Kanalinseln – Perlen im Ärmelkanal (Seite 1 von 2) von Dr. Kathrin Kern
Deutsche Vertretung
Honorar Konsul St Helier/Jersey
Kenneth Soar
St Peter‘s Valley · St Lawrence Jersey, JE3 1EZ
Tel. +44 (0) 1534-280858


Honorar Konsul Guernsey
Christopher Nicholas Betley
St Peter Port · Guernsey, GY1 1BP
Tel. +44 (0) 1481-723456
www.GermanConsulinGuernsey.com

Vielen sind die Kanalinseln ein Begriff als Steuerschlupfloch der Betuchten, und tatsächlich erwirtschaften die Jerseyaner rund 40 Prozent ihres Bruttosozialprodukts im Finanzwesen, dicht gefolgt vom Tourismus. Wer also kein großes Vermögen zu managen hat, sondern nach dem Motto lebt „Zeit ist Geld“, der kann diese Zeit gewinnbringend anlegen in Wanderungen an den dramatischen Steilküsten, Fotoshootings in abgeschiedenen Buchten und einen Bummel über den Fischmarkt von St. Helier.
Geologisch gehören die Kanalinseln zum Archipel der Küste Nordfrankreichs. Im Zwickel von Normandie und Bretagne gelegen waren sie über Jahrhunderte der Zankapfel zwischen England und Frankreich. Viele Festungsanlagen zeugen von den ständigen Eroberungsversuchen, derer sich die Inselbewohner erwehren mussten. Was den Franzosen nicht gelang, schafften die deutschen Besatzer 1940. Die weitläufigen Bunker, die unter der Regie der Wehrmacht erbaut wurden, sind als mahnende Zeitzeugen noch heute zu besichtigen.

Tipp: „Black Butter“
Ein beliebtes Mitbringsel ist die „Black Butter“, die schwarze Butter, die man in speziellen Gewürzhäusern kaufen kann. Im 17. Jahrhundert bestand ein Großteil der landwirtschaftlichen Anbaufläche aus Apfelbäumen, deren Früchte im Herbst zu Apfelwein verarbeitet wurden. Ließ man diesen Cidre bis zu zwei Tage köcheln und fügte dann unter ständigem Umrühren Zucker, Zitrone, Zimt und eine Spur Lakritze hinzu, so entstand die traditionelle Konfitüre, die für nicht britische Gaumen allerdings gewöhnungsbedürftig ist.
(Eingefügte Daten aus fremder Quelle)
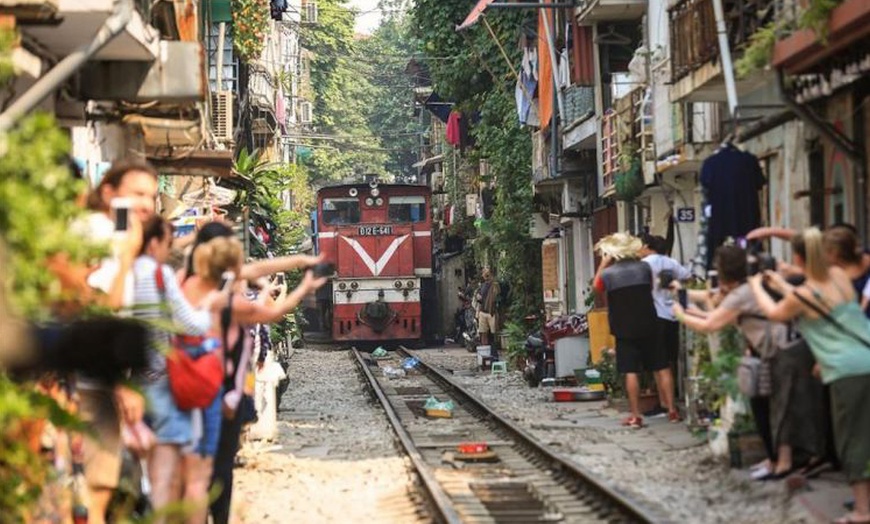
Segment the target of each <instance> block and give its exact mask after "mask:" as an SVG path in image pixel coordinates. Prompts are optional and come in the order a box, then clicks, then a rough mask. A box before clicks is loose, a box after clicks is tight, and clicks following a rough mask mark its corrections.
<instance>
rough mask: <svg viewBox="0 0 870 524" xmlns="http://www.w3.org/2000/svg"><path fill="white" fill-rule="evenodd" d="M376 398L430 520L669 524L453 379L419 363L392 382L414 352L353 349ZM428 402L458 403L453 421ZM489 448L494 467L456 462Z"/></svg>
mask: <svg viewBox="0 0 870 524" xmlns="http://www.w3.org/2000/svg"><path fill="white" fill-rule="evenodd" d="M353 355H354V357H355V359H356V362H357V364H358V366H359V368H360V370H361V372H362V374H363V375H364V376H365V377H366V379H367V381H368V386H369V387H370V389H371V391H372V393H373V395H374V396H375V397H376V398H377V400H378V401H379V402H380V404H381V406H382V407H383V408H384V410H385V412H386V414H387V418H388V419H389V421H390V423H391V425H392V426H393V429H394V431H395V432H396V435H397V437H398V439H399V441H400V443H401V445H402V447H403V448H404V450H405V453H406V454H407V455H408V457H409V459H410V460H411V462H412V464H413V467H414V469H415V470H416V473H417V475H418V477H419V479H420V484H421V488H422V491H423V496H424V497H425V498H426V499H428V504H429V508H428V510H429V512H430V513H431V517H432V520H434V521H437V522H445V523H459V522H463V523H532V522H582V523H587V522H659V521H662V520H663V519H661V518H659V517H658V516H656V515H655V514H653V513H652V512H651V511H650V510H649V509H647V508H644V507H643V506H641V505H639V504H638V503H637V502H635V501H632V500H630V499H629V498H627V497H626V496H625V495H623V494H620V493H617V492H615V491H614V490H613V489H611V488H610V487H608V486H607V485H606V484H604V483H603V482H602V481H601V480H600V479H597V478H596V477H595V476H594V475H592V474H591V473H590V472H588V471H586V470H584V469H583V468H581V467H579V466H577V465H575V464H572V463H570V462H569V461H567V460H566V459H564V458H562V457H560V456H559V455H557V454H555V453H553V452H552V451H550V450H548V449H547V448H546V447H545V446H544V445H543V444H542V443H541V442H540V441H538V440H537V439H535V438H534V437H533V436H532V435H530V434H529V433H528V432H526V431H525V430H523V429H522V428H519V427H518V426H516V425H515V424H514V423H512V422H510V421H509V420H507V419H505V418H504V417H501V416H500V415H498V414H497V413H495V412H493V411H492V410H491V409H490V408H489V407H488V406H486V405H485V404H484V403H483V402H482V401H481V400H480V399H478V398H477V397H475V396H474V395H473V394H472V393H470V392H468V391H467V390H466V389H464V388H463V387H462V386H460V385H459V384H458V383H456V382H455V381H454V380H453V379H452V378H451V377H449V376H448V374H447V373H445V372H444V371H441V370H439V369H437V368H435V367H432V366H429V365H427V364H426V363H425V362H423V360H422V359H420V364H419V366H418V367H417V369H418V370H419V373H413V374H408V375H407V376H405V377H400V378H387V377H386V376H384V373H383V368H385V367H387V366H391V367H395V368H399V367H401V361H402V360H403V359H405V358H407V357H410V356H418V355H416V354H415V352H411V351H408V350H404V349H400V350H398V351H395V352H391V353H390V354H389V355H390V356H389V358H388V359H383V360H381V359H378V360H375V359H373V358H372V357H371V356H370V355H369V354H365V353H361V352H359V351H357V350H356V349H353ZM430 396H434V397H436V398H437V399H438V400H439V401H446V400H452V401H453V402H454V404H455V409H454V411H453V416H452V418H437V419H430V418H427V417H426V415H425V411H424V409H423V404H424V402H425V401H426V399H427V398H429V397H430ZM465 442H485V443H487V444H488V446H489V449H490V450H491V451H493V452H494V454H495V459H494V460H491V461H489V462H467V461H461V460H459V459H458V457H457V454H456V450H457V446H458V445H459V444H461V443H465Z"/></svg>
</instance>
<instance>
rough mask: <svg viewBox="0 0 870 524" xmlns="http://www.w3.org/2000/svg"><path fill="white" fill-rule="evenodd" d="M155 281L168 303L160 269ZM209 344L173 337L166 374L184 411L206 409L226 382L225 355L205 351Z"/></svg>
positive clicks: (160, 290)
mask: <svg viewBox="0 0 870 524" xmlns="http://www.w3.org/2000/svg"><path fill="white" fill-rule="evenodd" d="M155 280H156V282H157V290H158V291H159V292H160V297H161V300H162V301H163V302H164V303H165V302H166V283H165V282H164V281H163V271H162V267H161V266H160V265H158V266H157V272H156V273H155ZM230 300H231V301H232V295H230ZM221 329H223V325H221ZM206 340H208V339H207V338H205V337H186V336H180V335H174V336H172V339H171V349H170V351H169V355H167V356H166V374H167V376H168V377H169V389H170V391H172V397H173V398H174V399H175V404H176V405H177V406H178V408H179V409H181V410H185V411H187V410H191V409H202V408H205V407H207V406H209V405H210V404H211V403H212V402H213V401H214V399H215V397H217V395H218V392H220V388H221V384H222V383H223V379H224V364H223V361H222V359H221V352H220V351H218V350H217V349H214V348H207V347H205V342H206Z"/></svg>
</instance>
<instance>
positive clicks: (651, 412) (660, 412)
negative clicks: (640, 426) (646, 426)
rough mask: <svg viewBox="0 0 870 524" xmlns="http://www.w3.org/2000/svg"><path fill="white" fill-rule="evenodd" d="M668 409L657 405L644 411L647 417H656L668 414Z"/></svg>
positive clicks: (645, 414)
mask: <svg viewBox="0 0 870 524" xmlns="http://www.w3.org/2000/svg"><path fill="white" fill-rule="evenodd" d="M667 412H668V410H666V409H665V408H663V407H661V406H656V407H654V408H652V409H651V410H649V411H646V412H644V414H643V416H645V417H646V418H656V417H661V416H664V415H666V414H667Z"/></svg>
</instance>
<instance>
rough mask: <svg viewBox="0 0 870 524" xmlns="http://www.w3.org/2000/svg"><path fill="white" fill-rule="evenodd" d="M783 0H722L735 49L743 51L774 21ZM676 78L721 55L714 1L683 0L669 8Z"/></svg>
mask: <svg viewBox="0 0 870 524" xmlns="http://www.w3.org/2000/svg"><path fill="white" fill-rule="evenodd" d="M779 2H780V0H722V4H723V10H724V12H725V26H726V27H727V31H728V43H729V45H730V47H731V50H732V52H734V51H739V50H740V49H742V48H743V47H744V46H745V45H746V44H747V43H748V42H749V38H750V37H751V36H752V35H753V34H754V33H755V32H756V31H758V30H759V29H760V28H762V27H764V26H765V25H766V24H768V23H769V22H771V21H772V20H773V19H774V17H775V16H776V12H777V11H778V9H777V6H778V4H779ZM669 13H670V29H671V31H670V34H671V64H672V73H673V78H672V80H674V81H675V80H679V79H680V78H683V77H684V76H686V75H688V74H690V73H692V72H693V71H695V70H696V69H698V68H699V67H701V66H702V65H704V64H706V63H709V62H711V61H713V60H714V59H716V58H717V57H718V56H719V42H718V39H717V34H716V17H715V16H714V14H713V1H712V0H679V1H677V2H675V3H674V4H673V5H672V7H671V8H670V9H669Z"/></svg>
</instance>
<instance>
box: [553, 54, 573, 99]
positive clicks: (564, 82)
mask: <svg viewBox="0 0 870 524" xmlns="http://www.w3.org/2000/svg"><path fill="white" fill-rule="evenodd" d="M556 77H557V78H558V79H559V89H565V88H566V87H568V86H570V85H571V66H570V61H569V60H568V50H567V49H563V50H562V52H561V53H559V68H558V69H557V73H556Z"/></svg>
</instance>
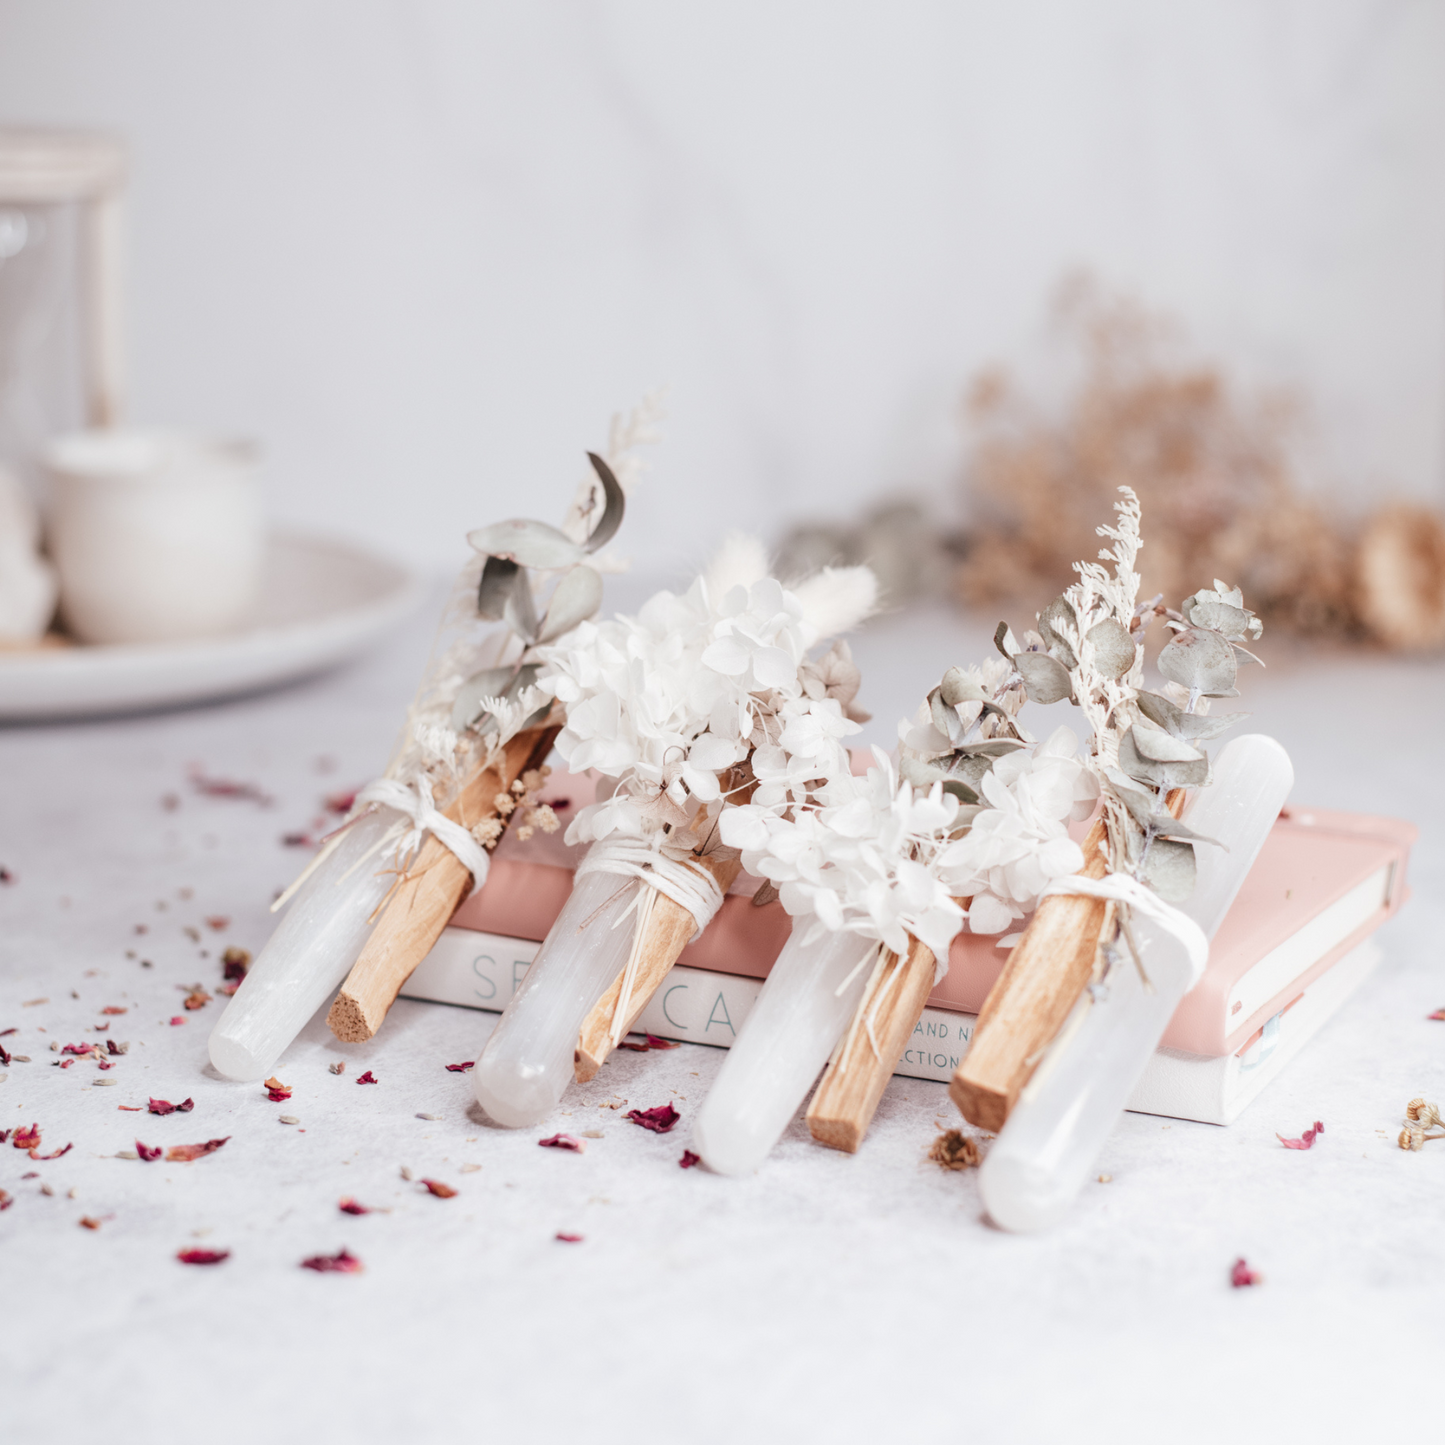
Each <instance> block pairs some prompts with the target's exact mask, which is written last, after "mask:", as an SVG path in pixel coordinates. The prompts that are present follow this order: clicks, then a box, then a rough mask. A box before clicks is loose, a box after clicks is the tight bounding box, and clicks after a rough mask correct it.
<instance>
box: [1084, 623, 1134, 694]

Für die Insulaner war die Herstellung damals ein Gruppenevent. Ein Glas Black Butter mit nach Hause zu nehmen, ist heute für Touristen ein Muss!

Überfahrt nach Jersey
Doch zunächst einmal müssen wir die 65 Kilometer nach Jersey hinübergelangen, um den Inselurlaub genießen zu können. Mit der Schnellfähre vom französischen Hafenstädtchen St. Malo setzen wir samt Reisemobil in gut einer Stunde über. Nur auf dieser Hauptinsel findet man Campingplätze, die genügend Platz bieten für Reisemobile und Caravans. Eine Reservierung ist erforderlich, denn nur mit Buchungsbestätigung bekommt man ein Fährticket. Da die Straßen auf Jersey schmal und entweder von hohen Hecken, Granitmauern oder gleich beidem gesäumt sind, macht die Bestimmung Sinn, dass Reisemobile auf direktem Weg von der Fähre zum Campingplatz fahren müssen. Nur mit Sondergenehmigung ist es erlaubt, tagsüber den Stellplatz für eine Inselrundfahrt zu verlassen. Das gut ausgebaute Busnetz und mitgebrachte Fahrräder machen dies aber absolut unnötig.
Die Campingplatzbetreiber begrüßen uns ausgesprochen liebenswürdig, und wir müssen schmunzeln über die typisch britische Angewohnheit, alles „lovely“ zu finden. Auch wir finden den Platz mit weitläufigem Meerblick „very lovely“ und fühlen uns sofort wohl. Am nächsten Tag kaufen wir ein Wochenticket und studieren den Busfahrplan, der ziemlich bizarr ist. Auf der Insel dürfen nämlich bestimmte Straßen vormittags für größere Fahrzeuge nur in eine Richtung befahren werden und nachmittags in die andere. Unter diesen Bedingungen einen Fahrplan zu erstellen, grenzt an die Herausforderung einer Doktorarbeit.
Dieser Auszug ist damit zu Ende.